In our recent research, we have designed several ASICs as a byproduct (and often as a proof of concept) of our experimental work. FAMEv2 (Fault Aware Microprocessor Extensions) is an SoC with fault-sensing capability based around a LEON-3 core. PICO is a similar SoC based around a 32-bit RISC-V core. Both SoCs contain several coprocessors as well as on-chip RAM, and they are built in 180nm standard cells. Most importantly, they are in-house designs, so we have access to all design information down to layout level.

To study the problem of pre-silicon vs post-silicon sidechannel leakage modeling, we integrated both of these SoCs in a test platform.
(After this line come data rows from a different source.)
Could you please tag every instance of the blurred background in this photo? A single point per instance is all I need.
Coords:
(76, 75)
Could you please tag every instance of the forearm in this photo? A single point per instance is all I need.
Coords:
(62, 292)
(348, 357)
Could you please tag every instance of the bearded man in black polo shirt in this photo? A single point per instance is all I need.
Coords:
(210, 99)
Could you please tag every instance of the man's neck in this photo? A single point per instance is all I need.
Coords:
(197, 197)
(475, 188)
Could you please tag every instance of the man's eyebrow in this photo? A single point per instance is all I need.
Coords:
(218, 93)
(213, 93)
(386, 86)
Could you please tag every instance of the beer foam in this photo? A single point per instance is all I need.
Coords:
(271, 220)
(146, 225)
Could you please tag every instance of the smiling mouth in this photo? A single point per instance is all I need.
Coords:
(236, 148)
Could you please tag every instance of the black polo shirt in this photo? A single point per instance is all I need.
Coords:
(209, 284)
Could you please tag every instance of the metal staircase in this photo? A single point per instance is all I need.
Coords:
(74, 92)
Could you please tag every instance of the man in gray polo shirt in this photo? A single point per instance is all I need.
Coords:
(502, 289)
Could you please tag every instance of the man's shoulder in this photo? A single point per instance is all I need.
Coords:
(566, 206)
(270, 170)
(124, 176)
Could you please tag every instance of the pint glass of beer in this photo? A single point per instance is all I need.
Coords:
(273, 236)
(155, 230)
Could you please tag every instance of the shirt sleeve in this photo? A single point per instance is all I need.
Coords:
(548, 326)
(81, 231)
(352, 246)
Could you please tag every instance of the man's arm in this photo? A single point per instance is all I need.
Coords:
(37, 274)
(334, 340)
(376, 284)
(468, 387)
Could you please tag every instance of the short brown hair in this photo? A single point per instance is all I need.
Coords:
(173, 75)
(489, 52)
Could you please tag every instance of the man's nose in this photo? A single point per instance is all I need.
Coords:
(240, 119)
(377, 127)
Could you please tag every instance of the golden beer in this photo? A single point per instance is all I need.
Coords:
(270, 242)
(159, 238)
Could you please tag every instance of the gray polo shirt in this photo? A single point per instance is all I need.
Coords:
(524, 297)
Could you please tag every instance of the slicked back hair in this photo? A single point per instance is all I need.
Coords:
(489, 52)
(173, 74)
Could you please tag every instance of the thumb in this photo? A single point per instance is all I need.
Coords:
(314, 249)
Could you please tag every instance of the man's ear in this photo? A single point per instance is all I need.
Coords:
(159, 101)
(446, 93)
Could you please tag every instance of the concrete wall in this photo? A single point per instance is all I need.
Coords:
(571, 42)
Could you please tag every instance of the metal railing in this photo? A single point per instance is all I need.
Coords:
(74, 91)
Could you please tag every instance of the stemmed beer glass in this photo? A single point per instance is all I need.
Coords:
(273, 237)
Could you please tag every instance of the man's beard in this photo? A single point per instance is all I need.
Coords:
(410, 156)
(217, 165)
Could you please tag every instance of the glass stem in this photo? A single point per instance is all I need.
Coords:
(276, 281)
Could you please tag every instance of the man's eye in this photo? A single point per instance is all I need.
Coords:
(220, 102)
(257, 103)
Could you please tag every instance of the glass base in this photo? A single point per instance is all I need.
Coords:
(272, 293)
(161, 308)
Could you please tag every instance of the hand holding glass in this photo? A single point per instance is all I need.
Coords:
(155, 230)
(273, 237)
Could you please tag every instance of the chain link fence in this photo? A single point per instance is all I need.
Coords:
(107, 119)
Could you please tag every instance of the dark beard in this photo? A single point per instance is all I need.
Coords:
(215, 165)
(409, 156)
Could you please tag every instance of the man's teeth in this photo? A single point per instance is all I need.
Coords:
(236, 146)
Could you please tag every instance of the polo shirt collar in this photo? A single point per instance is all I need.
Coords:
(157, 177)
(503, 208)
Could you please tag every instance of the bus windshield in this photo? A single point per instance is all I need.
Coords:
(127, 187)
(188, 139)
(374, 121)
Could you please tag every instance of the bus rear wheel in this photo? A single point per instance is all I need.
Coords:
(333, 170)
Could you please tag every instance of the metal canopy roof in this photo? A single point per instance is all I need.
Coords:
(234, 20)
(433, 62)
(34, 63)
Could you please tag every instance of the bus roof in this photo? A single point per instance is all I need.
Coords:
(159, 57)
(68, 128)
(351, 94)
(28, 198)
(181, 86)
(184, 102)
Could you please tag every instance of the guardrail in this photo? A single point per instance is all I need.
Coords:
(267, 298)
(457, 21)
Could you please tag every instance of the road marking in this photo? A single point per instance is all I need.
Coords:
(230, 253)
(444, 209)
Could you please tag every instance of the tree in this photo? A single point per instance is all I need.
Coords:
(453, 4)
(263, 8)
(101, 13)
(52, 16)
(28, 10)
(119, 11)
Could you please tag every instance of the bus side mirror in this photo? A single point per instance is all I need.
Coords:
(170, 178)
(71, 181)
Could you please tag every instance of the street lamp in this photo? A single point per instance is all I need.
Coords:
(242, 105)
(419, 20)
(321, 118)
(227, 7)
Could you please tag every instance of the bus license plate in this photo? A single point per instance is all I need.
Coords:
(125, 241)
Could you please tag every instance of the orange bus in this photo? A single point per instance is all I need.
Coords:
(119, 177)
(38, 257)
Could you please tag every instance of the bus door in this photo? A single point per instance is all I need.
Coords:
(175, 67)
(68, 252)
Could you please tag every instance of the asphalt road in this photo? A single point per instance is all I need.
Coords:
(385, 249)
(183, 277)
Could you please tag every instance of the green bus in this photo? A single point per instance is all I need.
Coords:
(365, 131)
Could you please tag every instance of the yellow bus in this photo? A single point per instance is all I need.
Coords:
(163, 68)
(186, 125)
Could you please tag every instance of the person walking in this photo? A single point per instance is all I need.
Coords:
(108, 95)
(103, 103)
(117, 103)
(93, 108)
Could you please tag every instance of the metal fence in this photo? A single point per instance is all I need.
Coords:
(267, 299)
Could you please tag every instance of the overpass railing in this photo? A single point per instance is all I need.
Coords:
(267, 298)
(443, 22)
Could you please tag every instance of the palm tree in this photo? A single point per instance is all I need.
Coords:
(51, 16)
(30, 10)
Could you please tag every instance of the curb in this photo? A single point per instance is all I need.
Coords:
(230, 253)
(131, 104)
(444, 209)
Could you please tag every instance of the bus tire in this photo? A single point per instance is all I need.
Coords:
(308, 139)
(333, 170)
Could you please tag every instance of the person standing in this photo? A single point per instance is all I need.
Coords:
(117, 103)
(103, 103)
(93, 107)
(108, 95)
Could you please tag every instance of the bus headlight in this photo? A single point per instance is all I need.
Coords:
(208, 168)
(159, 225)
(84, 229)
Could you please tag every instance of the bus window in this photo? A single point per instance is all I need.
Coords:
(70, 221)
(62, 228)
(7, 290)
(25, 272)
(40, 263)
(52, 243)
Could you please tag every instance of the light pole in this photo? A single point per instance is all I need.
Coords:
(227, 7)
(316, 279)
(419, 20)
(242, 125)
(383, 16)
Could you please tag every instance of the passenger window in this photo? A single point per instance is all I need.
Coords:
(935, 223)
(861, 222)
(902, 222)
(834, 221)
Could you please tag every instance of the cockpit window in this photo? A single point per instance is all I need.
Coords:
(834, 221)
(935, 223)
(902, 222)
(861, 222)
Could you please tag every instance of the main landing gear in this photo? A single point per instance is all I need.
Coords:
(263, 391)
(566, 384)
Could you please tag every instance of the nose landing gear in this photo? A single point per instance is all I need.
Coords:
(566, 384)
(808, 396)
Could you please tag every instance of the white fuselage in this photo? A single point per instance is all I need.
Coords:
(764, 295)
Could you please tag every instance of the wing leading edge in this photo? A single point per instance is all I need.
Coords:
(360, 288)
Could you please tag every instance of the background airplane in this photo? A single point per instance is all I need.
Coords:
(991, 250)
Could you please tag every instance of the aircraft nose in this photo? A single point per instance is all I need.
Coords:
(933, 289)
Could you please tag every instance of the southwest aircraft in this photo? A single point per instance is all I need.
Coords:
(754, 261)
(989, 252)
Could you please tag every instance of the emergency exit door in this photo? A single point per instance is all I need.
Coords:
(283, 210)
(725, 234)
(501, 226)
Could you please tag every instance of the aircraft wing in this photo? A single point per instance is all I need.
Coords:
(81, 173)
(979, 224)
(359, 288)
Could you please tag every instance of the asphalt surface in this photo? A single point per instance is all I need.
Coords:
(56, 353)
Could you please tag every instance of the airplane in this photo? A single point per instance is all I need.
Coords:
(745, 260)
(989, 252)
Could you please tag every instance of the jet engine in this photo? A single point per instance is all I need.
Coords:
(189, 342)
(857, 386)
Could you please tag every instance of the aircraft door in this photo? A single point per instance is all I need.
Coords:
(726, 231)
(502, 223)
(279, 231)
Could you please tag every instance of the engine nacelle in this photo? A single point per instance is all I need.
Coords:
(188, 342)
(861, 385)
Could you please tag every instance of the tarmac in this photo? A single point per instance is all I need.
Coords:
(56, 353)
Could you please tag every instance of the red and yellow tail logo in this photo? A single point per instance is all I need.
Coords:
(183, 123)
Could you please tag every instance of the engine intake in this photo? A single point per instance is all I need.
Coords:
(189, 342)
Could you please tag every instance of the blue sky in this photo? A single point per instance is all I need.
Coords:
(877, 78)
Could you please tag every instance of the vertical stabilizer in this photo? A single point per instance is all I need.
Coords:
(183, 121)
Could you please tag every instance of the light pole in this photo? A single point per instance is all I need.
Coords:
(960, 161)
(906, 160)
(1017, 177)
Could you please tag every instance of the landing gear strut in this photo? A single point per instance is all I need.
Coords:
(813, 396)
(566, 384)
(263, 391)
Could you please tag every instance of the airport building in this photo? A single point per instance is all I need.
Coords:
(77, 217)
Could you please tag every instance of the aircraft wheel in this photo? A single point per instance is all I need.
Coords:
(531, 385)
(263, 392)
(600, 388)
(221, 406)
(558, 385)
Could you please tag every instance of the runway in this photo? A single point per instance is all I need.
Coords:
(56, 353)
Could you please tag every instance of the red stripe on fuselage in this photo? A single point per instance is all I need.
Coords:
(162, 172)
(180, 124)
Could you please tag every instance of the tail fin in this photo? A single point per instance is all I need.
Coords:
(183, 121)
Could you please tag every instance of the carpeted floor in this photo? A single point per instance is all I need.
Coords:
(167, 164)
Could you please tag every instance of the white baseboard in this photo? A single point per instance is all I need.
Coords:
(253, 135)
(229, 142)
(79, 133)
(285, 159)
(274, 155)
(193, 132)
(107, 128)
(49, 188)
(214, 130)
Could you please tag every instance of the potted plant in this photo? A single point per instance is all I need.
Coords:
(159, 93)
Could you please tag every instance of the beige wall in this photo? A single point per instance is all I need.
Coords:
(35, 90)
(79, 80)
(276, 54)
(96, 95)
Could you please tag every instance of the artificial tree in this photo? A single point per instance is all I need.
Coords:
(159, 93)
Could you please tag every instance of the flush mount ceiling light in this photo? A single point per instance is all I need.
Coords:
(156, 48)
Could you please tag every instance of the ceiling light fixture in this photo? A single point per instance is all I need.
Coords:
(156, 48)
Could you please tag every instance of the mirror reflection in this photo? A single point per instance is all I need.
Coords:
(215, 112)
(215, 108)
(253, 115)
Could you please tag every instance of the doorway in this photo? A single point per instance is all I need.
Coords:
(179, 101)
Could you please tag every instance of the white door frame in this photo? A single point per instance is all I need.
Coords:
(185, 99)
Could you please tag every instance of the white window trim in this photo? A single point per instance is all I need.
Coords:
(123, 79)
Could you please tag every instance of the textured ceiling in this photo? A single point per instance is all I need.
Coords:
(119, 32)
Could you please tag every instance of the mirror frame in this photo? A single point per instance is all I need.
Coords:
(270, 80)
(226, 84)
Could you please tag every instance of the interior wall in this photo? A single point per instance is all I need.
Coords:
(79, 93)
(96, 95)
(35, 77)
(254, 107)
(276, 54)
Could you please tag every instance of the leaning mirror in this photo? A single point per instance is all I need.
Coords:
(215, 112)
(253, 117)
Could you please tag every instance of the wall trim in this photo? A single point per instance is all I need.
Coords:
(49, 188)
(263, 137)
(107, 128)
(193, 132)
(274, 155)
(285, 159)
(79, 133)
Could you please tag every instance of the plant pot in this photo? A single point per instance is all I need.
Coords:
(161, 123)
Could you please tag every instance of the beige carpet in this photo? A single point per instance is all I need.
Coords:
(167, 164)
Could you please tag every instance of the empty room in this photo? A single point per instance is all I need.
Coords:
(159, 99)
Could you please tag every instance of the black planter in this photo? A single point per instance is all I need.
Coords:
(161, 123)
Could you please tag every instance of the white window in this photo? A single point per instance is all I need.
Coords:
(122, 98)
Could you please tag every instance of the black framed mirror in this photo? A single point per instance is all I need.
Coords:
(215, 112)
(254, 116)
The Saidoyoki board provides a programming interface to download applications to either chip, and supports high-bandwidth power measurement of each individual chip. The purpose of Saidovoki is to validate a design flow for presilicon side-channel leakage estimation, by providing estimations next to actual side-channel leakage measurements. Our long term objectives are to understand and address two crucial shortcomings of side-channel leakage estimation from highlevel models: (a) *false positives*, where the side-channel leakage estimation on the pre-silicon design model indicates sidechannel leakage that cannot be confirmed by measurements; (b) false negatives, where the side-channel leakage estimation on the pre-silicon design does not show side-channel leakage while the measurements confirm the opposite. Both problems are hard and, to our knowledge, still unsolved.

The remainder of this paper is organized as follows. In Section II, we introduce the Saidoyoki platform at system-level,



Fig. 1: Block diagram of Saidoyoki Board.



Fig. 2: Photo of the Saidoyoki Board.

including the design decisions on the PCB to instrument it for side-channel leakage measurement, as well as a brief overview of the ASIC designs. Section III describes pre-silicon sidechannel leakage estimation techniques. We describe the design flow used for the SoC power estimation, and handle several practical challenges related to design complexity. Section IV describes post-silicon side-channel leakage measurement using the Saidoyoki board. Section V describes several experiments using Saidoyoki, and the analysis of the results obtained so far. Section VI concludes the paper.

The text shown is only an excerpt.